The first thing to do was re-build my bike. So with Ben’s help I unpacked and set up my bike. It was fairly straight forward, although I had forgotten how hot it is and very soon was sweating profusely, but trying not to drip on my bike.


We were in the shade but it was still hot. The guy on the left is Bob- who runs Far and Away Cycles.


My first impressions were that everyone else seemed to be quite a committed bunch of cyclists, but my choice of bicycle for the trip (MTB) had been a good one. The Indian roads so far were all tarmac, but there were frequent speed bumps and as cyclists are at the bottom of the pecking order you sometimes have to leave the road and cycle on the verge. In all there will be 12 cyclists, so it will be a struggle to remember names, but those will fall into place once we are not so jet—lagged. We do have three continents represented- with an Australian, Americans and Canadians and two (us) Europeans.

After a quick test ride everything looked good – the hub gears attracted attention – but Ben was having problems. Ben is 6ft 2inches with a 36inch inside leg which means he needs quite a big bike, Indian people are not so big so there is not much call for big bikes. There were two possible bikes, one too small and the other with a saddle that was jammed – the hope was to get it fixed overnight – however it looked as if the wrong seat post had been used.

I then took a few photographs before having a short nap – which turned into a three hour sleep. The jet-lag had caught up. Ben also suffered the same problem. The palms near the beach all lean towards the beach – they are attracted to the sunlight. It looks as if there has been a tornado, but further in the palms are all upright.


The beach is a working beach, used by the fishermen. Similar to UK where the Queen owns all the beaches in India the Government own them. Here they fish from them although it is frowned upon for the Christians to do so. There are several religions around here with what look like open air churches/temples and the Communist hammer and sickle can also be seen on walls.

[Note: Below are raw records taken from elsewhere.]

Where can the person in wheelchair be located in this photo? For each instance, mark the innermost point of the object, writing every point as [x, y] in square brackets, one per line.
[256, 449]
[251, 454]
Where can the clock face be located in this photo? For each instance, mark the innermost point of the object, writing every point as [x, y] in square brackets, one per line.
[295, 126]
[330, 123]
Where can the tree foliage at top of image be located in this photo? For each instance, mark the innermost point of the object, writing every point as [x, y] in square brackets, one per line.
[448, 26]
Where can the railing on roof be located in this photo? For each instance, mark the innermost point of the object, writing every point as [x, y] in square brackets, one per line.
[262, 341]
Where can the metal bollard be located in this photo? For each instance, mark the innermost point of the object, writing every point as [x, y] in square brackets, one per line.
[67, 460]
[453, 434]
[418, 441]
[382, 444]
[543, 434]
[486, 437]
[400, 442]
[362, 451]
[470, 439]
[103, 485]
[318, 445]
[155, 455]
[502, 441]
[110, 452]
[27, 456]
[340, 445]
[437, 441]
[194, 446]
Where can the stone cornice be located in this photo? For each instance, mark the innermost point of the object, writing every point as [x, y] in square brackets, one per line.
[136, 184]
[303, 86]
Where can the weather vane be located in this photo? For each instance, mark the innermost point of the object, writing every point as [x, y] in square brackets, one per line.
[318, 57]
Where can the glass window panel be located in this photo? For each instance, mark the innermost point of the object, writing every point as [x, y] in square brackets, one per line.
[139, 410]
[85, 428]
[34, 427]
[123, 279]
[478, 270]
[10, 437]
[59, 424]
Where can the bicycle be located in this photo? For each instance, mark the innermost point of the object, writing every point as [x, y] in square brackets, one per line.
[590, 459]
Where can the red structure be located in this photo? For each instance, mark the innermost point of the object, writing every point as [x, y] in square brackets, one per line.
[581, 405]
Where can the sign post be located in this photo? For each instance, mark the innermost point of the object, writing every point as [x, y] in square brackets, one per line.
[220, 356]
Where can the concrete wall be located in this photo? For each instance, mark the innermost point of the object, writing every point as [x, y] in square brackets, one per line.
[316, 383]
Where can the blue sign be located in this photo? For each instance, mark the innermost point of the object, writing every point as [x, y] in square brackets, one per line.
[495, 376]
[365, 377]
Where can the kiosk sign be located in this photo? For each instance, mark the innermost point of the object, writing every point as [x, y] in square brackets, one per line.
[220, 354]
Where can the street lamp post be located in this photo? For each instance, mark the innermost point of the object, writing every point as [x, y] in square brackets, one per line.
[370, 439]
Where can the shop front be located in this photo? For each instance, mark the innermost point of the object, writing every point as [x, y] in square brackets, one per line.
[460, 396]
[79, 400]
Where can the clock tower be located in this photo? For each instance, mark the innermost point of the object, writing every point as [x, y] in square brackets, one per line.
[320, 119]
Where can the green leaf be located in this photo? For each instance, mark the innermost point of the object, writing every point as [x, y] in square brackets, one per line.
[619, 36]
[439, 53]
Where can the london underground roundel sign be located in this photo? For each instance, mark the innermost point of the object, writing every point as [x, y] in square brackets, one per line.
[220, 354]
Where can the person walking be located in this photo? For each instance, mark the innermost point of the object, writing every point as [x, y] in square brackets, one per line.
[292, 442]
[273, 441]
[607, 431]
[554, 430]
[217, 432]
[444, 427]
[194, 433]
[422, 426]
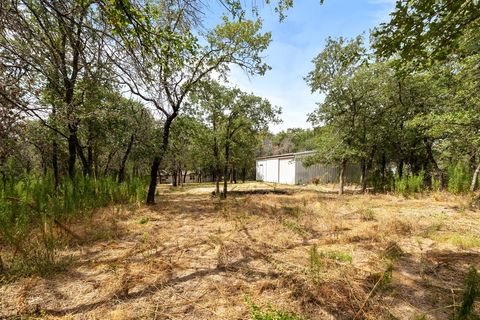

Here are some more upright palms.


Here is the palm equivalent of topiary!


There are loads of coconuts in the palms all round the Hotel – it might be worth wearing my cycle helmet. There are also crows and the staff sometimes wander around with catapults to scare them off.


Sunset was quite early and so I wandered out to take some evening pictures.


Here some fishermen return at the end of the day.


The sky was a little overcast and we did have one or two showers during the day. The sun did peep through the clouds from time to time as it set. The waves only seem to appear close to the beach.


The Hotel has a picket fence which provided a nice silhouette in front of the setting sun.


Here it is again without the fence!


By dinner time I was feeling quite hungry – and looking forward to my first Indian meal – in India. It was a buffet meal and many of the choices would have been very familiar to British people (since curry is almost our national dish :-) ). There were things like;paratha. chicken tikka masala and paneer.  This breaks a tradition I have of trying to eat a curry in all places I visit – but never in India. I have eaten curry in the UK, Japan, US, Vietnam, Mauritius and Madeira to name a few.

It was delicious and to aid my digestion I tended to eat the vegetarian options. The one surprise is that the food although flavoursome was not chilli hot. Perhaps it is hotter in other regions. Another familiar addition to the dinner was Kingfisher beer.

Once we start cycling these posts will get shorter – so forgive the longer one this time. Also the observant will have noticed that actually this Day zero was two days. India is 5.5 hours ahead and so we started out on Friday and landed on Saturday. Tomorrow is Sunday when we have a shakedown ride to a local beach.